# Getting Started with Spark & Iceberg

**Important:** Spark session is **automatically created** when this notebook opens.

The `spark` variable is ready to use immediately — no setup needed!

## Part 1: Spark Session (Already Running!)

Your Spark session is created automatically by the PySpark Jupyter container.

Just run the cell below to verify it:

In [None]:
# The spark session is automatically created in PySpark Jupyter
# Let's verify it's working

print("✓ Spark Session Active")
print(f"Spark Version: {spark.version}")
print(f"App Name: {spark.sparkContext.appName}")
print(f"Master: {spark.sparkContext.master}")

## Part 2: Verify Iceberg & Polaris Configuration

Your Spark is configured to use Polaris as the catalog. Let's check:

In [None]:
# Check Spark configuration

print("=== Catalog Configuration ===")
print(f"Default Catalog: {spark.conf.get('spark.sql.defaultCatalog')}")
print(f"Polaris URI: {spark.conf.get('spark.sql.catalog.polaris.uri')}")
print(f"S3 Endpoint: {spark.conf.get('spark.hadoop.fs.s3a.endpoint')}")
print()
print("✓ Everything configured correctly!")

## Part 3: Create Your First Namespace (Schema)

A namespace is like a database or schema. Let's create one:

In [None]:
# Create a namespace (schema) for your tables
# This is just like CREATE DATABASE in traditional SQL

spark.sql("CREATE NAMESPACE IF NOT EXISTS my_warehouse")

print("✓ Namespace created: my_warehouse")

# Verify it exists
spark.sql("SHOW NAMESPACES IN polaris").show()

## Part 4: Create Your First Iceberg Table

Now create a simple table to store customer data:

In [None]:
# Create an Iceberg table
# USING ICEBERG makes it an Iceberg table (not Delta)
# PARTITIONED BY helps with query performance

spark.sql("""
    CREATE TABLE IF NOT EXISTS my_warehouse.customers (
        customer_id INT,
        name STRING,
        email STRING,
        country STRING,
        created_at TIMESTAMP
    )
    USING ICEBERG
    PARTITIONED BY (CAST(created_at AS DATE))
""")

print("✓ Table created: my_warehouse.customers")

# Show table schema
spark.sql("DESCRIBE TABLE my_warehouse.customers").show()

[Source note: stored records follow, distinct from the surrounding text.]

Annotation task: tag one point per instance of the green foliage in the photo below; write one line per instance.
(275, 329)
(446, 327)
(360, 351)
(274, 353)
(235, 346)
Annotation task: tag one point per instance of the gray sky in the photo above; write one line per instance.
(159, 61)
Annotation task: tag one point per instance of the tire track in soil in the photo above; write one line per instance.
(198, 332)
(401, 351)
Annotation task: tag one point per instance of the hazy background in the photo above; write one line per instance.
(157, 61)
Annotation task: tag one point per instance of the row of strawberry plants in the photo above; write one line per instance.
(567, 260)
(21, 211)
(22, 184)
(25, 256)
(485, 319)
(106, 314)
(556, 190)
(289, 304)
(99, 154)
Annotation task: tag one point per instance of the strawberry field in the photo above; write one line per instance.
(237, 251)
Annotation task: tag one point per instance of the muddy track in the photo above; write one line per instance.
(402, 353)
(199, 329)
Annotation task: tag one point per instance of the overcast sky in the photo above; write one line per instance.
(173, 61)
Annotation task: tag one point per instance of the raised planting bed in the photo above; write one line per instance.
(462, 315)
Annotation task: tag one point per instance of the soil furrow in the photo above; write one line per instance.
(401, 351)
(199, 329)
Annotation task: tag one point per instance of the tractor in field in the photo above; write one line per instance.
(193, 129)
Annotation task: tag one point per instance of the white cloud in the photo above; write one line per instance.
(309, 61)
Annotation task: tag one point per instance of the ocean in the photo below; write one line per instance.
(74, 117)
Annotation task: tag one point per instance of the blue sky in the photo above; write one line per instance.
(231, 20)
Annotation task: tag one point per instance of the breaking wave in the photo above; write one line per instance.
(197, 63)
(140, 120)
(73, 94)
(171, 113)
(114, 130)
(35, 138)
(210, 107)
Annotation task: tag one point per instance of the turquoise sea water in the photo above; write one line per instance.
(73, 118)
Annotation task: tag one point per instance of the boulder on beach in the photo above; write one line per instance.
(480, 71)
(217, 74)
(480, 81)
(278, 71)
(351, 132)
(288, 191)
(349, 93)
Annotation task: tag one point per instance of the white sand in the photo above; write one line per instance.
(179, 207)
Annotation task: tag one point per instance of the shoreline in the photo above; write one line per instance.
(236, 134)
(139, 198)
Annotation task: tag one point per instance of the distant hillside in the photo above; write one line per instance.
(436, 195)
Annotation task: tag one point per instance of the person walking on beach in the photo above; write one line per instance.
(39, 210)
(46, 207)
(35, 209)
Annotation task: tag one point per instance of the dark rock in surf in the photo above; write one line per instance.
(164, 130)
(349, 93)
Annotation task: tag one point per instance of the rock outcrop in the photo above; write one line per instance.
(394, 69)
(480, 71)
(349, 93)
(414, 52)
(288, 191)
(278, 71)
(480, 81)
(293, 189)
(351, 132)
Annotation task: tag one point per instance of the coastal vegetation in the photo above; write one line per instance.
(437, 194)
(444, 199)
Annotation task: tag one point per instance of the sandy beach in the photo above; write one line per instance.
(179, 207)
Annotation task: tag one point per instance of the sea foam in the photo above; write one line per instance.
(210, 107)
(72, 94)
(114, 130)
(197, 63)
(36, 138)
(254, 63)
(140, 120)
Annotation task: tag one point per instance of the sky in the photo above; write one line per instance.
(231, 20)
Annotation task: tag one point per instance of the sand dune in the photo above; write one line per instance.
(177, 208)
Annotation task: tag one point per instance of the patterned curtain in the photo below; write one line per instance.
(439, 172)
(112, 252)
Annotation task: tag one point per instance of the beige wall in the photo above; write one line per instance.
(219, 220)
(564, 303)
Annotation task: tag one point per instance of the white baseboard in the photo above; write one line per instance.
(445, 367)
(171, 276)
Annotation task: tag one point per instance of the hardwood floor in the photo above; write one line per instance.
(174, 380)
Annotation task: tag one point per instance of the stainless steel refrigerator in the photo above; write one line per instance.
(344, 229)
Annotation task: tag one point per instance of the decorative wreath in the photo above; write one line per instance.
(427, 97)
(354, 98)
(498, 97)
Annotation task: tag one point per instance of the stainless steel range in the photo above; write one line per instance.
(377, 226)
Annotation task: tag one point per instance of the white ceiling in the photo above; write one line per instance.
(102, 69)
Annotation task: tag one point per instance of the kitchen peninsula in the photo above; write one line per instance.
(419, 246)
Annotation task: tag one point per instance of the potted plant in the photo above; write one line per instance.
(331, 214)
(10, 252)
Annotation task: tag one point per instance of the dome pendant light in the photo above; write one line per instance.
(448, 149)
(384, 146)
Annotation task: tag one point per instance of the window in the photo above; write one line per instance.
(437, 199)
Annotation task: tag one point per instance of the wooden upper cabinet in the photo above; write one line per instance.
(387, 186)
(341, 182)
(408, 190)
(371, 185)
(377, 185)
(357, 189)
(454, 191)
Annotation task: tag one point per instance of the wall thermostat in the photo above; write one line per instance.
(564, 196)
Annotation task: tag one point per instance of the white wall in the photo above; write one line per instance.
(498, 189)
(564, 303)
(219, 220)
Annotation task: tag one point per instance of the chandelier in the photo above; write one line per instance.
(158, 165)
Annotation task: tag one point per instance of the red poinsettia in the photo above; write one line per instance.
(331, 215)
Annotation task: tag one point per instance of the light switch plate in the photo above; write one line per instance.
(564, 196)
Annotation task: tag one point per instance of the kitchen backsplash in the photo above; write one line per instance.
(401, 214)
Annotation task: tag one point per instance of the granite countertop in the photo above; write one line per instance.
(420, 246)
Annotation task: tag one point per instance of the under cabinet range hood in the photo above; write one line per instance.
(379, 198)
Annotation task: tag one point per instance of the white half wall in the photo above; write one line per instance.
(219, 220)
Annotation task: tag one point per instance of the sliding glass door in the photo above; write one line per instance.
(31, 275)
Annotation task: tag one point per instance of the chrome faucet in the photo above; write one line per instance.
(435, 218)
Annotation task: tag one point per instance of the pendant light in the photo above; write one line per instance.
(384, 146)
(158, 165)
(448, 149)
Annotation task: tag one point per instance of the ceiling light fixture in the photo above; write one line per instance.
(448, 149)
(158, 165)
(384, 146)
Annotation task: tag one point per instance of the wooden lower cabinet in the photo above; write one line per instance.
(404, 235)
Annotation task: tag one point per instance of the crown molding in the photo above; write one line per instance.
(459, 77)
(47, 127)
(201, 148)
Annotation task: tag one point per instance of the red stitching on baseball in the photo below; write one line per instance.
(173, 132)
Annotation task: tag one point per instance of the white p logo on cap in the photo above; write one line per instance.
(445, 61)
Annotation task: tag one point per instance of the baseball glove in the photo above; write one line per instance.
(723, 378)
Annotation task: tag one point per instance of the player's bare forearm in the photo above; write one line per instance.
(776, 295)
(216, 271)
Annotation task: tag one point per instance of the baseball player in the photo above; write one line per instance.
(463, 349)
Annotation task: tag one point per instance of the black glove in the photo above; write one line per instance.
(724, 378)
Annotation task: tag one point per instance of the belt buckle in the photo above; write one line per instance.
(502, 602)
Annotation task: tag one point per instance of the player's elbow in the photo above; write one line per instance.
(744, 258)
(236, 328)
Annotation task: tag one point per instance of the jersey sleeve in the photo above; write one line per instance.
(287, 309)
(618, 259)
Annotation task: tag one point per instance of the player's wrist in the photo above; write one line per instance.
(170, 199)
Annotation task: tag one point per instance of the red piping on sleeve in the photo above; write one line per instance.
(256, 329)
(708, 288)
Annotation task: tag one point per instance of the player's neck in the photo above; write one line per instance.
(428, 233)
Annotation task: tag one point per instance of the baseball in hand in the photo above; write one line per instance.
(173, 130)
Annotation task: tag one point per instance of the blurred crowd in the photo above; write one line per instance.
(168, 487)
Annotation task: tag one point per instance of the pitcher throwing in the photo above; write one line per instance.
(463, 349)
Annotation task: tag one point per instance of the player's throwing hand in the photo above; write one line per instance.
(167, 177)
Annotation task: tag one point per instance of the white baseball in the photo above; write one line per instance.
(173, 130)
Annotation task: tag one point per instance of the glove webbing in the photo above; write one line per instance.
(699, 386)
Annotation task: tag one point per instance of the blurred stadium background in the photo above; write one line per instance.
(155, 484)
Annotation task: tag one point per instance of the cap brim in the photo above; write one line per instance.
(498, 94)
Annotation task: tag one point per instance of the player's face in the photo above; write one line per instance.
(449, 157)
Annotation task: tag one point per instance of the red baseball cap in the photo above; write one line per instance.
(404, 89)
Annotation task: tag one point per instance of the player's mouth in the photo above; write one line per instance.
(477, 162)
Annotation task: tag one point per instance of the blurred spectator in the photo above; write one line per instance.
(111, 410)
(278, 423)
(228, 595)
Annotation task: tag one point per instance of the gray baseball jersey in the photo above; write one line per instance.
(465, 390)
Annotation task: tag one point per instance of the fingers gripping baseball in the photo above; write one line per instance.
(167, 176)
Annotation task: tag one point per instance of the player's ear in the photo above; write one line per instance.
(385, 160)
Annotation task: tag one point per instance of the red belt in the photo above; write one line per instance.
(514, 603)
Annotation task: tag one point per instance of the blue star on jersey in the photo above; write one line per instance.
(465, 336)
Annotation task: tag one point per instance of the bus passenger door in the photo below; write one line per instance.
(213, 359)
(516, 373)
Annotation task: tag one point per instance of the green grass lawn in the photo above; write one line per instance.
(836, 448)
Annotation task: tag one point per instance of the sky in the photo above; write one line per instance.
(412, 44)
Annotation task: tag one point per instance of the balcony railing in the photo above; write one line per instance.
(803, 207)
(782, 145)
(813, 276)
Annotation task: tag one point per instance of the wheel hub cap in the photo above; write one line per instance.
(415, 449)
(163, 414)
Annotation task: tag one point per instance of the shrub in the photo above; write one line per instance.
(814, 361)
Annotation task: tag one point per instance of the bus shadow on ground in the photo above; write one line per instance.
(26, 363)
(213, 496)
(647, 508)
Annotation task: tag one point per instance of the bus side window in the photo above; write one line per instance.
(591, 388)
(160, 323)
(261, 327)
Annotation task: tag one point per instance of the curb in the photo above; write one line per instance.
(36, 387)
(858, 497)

## Part 5: Insert Sample Data

Let's add some rows to the table:

In [None]:
# Insert sample data

spark.sql("""
    INSERT INTO my_warehouse.customers VALUES
    (1, 'Alice Johnson', 'alice@example.com', 'USA', '2025-01-15 10:30:00'),
    (2, 'Bob Smith', 'bob@example.com', 'Canada', '2025-01-16 14:20:00'),
    (3, 'Charlie Brown', 'charlie@example.com', 'USA', '2025-01-17 09:15:00'),
    (4, 'Diana Prince', 'diana@example.com', 'UK', '2025-01-18 11:45:00'),
    (5, 'Eve Wilson', 'eve@example.com', 'USA', '2025-01-19 16:30:00')
""")

print("✓ Inserted 5 rows")

## Part 6: Query Your Data

The query pattern is simple: `schema.tablename`

In [None]:
# Simple query - just use schema.tablename
# No catalog prefix needed because polaris is the default catalog

spark.sql("SELECT * FROM my_warehouse.customers").show()

## Part 7: Filter Your Data

In [None]:
# Filter data with WHERE clause

spark.sql("""
    SELECT name, email, country 
    FROM my_warehouse.customers 
    WHERE country = 'USA'
""").show()

## Part 8: Use DataFrame API (Alternative)

You can also use the DataFrame API instead of SQL:

In [None]:
# Load table into a DataFrame
df = spark.table("my_warehouse.customers")

# Filter and select columns
df.filter(df.country == "USA").select("name", "email").show()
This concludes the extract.